Department of Pathology and Laboratory Medicine, Perelman School of Medicine.
Bioinformatics. 2018 Jul 15;34(14):2349-2355. doi: 10.1093/bioinformatics/bty104.
Copy number variations (CNVs) are gains and losses of DNA segments and have been associated with disease. Many large-scale genetic association studies are performing CNV analysis using whole exome sequencing (WES) and whole genome sequencing (WGS). In many of these studies, previous single-nucleotide polymorphism (SNP)-array data are available. An integrated cross-platform analysis is expected to improve resolution and accuracy, yet there is no tool for effectively combining data from sequencing and array platforms. The detection of CNVs using sequencing data alone can also be further improved by the utilization of allele-specific reads.

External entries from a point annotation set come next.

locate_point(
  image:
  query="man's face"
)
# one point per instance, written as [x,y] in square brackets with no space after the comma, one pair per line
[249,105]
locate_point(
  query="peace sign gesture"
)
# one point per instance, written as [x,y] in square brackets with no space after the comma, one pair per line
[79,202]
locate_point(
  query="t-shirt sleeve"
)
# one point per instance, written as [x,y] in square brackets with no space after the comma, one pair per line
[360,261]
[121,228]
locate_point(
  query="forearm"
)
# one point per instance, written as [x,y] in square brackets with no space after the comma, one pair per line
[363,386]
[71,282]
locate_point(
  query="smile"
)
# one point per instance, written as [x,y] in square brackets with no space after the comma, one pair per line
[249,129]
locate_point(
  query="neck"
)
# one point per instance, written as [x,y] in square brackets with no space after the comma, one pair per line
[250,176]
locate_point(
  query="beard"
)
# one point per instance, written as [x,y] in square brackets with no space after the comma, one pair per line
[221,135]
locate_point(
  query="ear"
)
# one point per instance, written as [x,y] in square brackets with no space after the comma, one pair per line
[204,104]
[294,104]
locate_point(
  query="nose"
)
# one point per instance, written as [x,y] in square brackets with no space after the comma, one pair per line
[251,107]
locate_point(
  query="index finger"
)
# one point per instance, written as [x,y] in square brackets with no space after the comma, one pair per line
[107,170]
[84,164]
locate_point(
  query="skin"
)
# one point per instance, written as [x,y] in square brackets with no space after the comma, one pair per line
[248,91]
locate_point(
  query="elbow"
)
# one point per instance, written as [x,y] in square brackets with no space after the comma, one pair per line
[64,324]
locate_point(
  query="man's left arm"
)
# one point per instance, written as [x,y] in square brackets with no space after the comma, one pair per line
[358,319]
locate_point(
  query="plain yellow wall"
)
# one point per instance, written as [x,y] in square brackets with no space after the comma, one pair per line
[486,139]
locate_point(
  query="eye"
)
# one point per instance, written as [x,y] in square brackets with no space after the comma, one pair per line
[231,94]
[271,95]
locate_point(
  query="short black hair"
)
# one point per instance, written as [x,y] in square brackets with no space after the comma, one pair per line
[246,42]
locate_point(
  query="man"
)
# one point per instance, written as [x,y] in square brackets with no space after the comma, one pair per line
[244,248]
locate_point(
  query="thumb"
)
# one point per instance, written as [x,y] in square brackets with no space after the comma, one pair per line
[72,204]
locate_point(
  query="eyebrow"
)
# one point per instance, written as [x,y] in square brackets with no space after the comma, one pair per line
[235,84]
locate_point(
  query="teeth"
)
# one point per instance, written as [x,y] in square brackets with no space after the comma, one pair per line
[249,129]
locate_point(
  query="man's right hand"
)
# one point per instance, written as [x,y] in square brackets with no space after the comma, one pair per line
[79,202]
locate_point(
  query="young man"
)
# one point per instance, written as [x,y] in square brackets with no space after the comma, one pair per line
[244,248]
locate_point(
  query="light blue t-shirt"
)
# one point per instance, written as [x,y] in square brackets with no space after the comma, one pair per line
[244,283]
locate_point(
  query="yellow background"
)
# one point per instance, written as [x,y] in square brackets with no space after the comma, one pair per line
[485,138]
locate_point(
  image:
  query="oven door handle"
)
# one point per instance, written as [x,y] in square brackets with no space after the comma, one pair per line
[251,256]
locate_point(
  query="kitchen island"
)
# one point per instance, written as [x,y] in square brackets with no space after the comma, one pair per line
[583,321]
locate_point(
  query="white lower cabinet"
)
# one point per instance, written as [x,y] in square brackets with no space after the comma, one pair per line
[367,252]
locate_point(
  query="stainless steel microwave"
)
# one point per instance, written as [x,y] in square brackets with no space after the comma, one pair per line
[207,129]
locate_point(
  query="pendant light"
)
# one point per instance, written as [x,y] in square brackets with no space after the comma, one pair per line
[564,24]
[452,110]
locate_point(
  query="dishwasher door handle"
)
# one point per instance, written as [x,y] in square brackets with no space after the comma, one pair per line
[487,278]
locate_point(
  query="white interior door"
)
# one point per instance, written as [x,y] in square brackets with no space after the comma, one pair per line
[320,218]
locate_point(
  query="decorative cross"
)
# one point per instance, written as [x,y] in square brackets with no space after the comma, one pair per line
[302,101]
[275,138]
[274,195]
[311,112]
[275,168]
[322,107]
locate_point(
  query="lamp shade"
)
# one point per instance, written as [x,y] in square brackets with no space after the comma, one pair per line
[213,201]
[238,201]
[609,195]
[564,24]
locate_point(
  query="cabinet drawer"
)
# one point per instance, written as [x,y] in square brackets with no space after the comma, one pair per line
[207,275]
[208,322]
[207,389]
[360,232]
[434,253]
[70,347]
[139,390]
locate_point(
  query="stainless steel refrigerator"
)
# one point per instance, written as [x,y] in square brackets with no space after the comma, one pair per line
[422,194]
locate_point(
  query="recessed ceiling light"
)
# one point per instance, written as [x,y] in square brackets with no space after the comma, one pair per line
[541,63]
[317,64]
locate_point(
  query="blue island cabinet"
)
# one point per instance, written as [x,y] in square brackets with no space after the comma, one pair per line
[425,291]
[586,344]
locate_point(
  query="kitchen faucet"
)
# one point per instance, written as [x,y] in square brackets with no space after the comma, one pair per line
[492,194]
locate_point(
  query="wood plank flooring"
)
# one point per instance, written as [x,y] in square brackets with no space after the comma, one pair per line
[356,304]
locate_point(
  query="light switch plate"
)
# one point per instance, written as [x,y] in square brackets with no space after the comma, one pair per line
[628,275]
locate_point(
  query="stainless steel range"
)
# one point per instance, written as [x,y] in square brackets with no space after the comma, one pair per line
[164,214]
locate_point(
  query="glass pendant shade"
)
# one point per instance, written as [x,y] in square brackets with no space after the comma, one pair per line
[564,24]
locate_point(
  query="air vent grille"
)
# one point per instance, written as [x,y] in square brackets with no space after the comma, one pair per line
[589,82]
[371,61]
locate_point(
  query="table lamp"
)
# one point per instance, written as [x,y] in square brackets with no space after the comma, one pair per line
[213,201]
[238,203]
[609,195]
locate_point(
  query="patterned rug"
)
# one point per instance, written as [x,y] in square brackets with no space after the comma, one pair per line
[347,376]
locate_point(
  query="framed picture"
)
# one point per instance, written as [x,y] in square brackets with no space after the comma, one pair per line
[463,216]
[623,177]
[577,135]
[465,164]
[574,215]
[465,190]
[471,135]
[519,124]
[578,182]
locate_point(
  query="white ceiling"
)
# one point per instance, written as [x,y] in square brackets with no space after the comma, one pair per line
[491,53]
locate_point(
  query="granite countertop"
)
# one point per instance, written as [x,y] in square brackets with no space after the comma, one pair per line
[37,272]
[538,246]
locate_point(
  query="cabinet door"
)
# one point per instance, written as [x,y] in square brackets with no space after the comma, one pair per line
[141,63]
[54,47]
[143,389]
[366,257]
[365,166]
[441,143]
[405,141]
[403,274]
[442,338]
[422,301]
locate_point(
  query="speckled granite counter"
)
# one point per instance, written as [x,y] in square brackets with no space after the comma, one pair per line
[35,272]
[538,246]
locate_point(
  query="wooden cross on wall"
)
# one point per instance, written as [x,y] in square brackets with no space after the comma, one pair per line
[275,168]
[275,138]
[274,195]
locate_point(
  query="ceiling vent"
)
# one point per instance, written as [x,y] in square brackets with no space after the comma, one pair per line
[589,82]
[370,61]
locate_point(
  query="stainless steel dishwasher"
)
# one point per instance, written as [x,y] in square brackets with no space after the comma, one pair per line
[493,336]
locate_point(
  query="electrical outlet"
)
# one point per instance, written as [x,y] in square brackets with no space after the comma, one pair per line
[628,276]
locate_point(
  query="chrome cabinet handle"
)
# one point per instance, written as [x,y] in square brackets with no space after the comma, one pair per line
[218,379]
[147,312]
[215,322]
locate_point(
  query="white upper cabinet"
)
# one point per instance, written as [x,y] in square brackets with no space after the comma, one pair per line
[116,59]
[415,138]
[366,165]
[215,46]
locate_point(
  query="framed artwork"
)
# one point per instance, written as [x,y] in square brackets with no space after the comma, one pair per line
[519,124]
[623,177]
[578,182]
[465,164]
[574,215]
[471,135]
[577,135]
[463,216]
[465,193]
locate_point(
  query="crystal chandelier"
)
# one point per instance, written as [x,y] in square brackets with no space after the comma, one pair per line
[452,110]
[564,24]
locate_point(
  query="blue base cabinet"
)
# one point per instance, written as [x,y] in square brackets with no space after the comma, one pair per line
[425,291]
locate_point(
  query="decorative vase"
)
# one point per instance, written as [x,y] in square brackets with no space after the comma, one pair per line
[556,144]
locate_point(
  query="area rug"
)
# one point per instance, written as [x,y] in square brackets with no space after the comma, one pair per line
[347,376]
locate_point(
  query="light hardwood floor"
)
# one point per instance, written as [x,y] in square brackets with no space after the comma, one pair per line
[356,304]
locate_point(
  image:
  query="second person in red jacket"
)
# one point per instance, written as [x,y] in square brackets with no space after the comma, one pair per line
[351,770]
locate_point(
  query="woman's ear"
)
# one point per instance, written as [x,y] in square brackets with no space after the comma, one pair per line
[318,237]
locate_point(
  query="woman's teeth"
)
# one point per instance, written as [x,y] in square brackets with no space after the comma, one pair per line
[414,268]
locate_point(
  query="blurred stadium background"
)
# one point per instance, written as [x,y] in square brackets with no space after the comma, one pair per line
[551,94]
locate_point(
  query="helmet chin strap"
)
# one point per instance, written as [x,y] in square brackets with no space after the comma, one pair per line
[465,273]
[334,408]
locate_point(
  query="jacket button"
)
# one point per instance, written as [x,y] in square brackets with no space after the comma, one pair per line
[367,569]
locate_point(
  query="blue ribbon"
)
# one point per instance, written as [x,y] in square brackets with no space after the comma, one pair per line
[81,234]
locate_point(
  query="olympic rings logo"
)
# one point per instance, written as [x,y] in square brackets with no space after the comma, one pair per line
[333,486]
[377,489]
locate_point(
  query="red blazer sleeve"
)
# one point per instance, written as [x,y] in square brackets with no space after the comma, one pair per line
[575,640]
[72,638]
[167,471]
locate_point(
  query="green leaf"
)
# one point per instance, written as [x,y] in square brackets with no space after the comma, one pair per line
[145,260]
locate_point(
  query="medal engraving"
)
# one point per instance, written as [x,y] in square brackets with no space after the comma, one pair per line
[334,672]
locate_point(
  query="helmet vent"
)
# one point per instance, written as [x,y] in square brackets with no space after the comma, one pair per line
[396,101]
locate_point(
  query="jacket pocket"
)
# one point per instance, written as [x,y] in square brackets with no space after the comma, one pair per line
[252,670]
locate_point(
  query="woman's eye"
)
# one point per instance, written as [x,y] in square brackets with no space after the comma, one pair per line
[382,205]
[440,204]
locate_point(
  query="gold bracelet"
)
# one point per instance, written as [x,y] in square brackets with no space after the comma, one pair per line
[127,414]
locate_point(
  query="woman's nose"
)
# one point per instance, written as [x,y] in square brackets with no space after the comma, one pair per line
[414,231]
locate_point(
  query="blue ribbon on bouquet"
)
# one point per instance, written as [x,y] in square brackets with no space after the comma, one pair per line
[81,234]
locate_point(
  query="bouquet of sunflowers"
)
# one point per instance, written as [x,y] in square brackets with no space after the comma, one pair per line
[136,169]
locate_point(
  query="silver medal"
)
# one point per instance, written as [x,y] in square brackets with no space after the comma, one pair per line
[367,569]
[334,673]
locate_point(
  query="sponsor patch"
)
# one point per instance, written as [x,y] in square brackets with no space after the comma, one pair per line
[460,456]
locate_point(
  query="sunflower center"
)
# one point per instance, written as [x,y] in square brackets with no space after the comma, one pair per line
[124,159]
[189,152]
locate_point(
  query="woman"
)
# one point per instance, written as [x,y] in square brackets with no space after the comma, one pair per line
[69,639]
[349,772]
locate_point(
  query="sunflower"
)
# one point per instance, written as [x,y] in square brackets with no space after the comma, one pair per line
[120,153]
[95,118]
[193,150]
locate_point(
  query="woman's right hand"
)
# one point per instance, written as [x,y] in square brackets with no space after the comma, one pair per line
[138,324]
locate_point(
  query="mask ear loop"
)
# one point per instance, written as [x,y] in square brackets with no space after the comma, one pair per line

We propose a statistical framework, integrated CNV (iCNV) detection algorithm, which can be applied to multiple study designs: WES only, WGS only, SNP array only, or any combination of SNP and sequencing data. iCNV applies platform-specific normalization, utilizes allele specific reads from sequencing and integrates matched NGS and SNP-array data by a hidden Markov model. We compare integrated two-platform CNV detection using iCNV to naïve intersection or union of platforms and show that iCNV increases sensitivity and robustness. We also assess the accuracy of iCNV on WGS data only and show that the utilization of allele-specific reads improve CNV detection accuracy compared to existing methods.
https://github.com/zhouzilu/iCNV.
Supplementary data are available at Bioinformatics online.
拷贝数变异(CNVs)是 DNA 片段的增益和缺失,与疾病有关。许多大规模的遗传关联研究正在使用全外显子测序(WES)和全基因组测序(WGS)进行 CNV 分析。在这些研究中,许多都有先前的单核苷酸多态性(SNP)-芯片数据可用。预计综合跨平台分析将提高分辨率和准确性,但目前还没有有效结合测序和芯片平台数据的工具。仅使用测序数据检测 CNVs 也可以通过利用等位基因特异性读取来进一步提高。
我们提出了一个统计框架,即集成 CNV(iCNV)检测算法,该算法可应用于多种研究设计:仅 WES、仅 WGS、仅 SNP 芯片,或 SNP 和测序数据的任意组合。iCNV 应用特定于平台的归一化方法,利用测序中的等位基因特异性读取,并通过隐马尔可夫模型整合匹配的 NGS 和 SNP-array 数据。我们将使用 iCNV 进行的集成双平台 CNV 检测与平台的盲目交集或并集进行比较,结果表明 iCNV 提高了灵敏度和稳健性。我们还评估了仅使用 WGS 数据的 iCNV 的准确性,并表明与现有方法相比,利用等位基因特异性读取可提高 CNV 检测的准确性。
https://github.com/zhouzilu/iCNV。
补充数据可在生物信息学在线获得。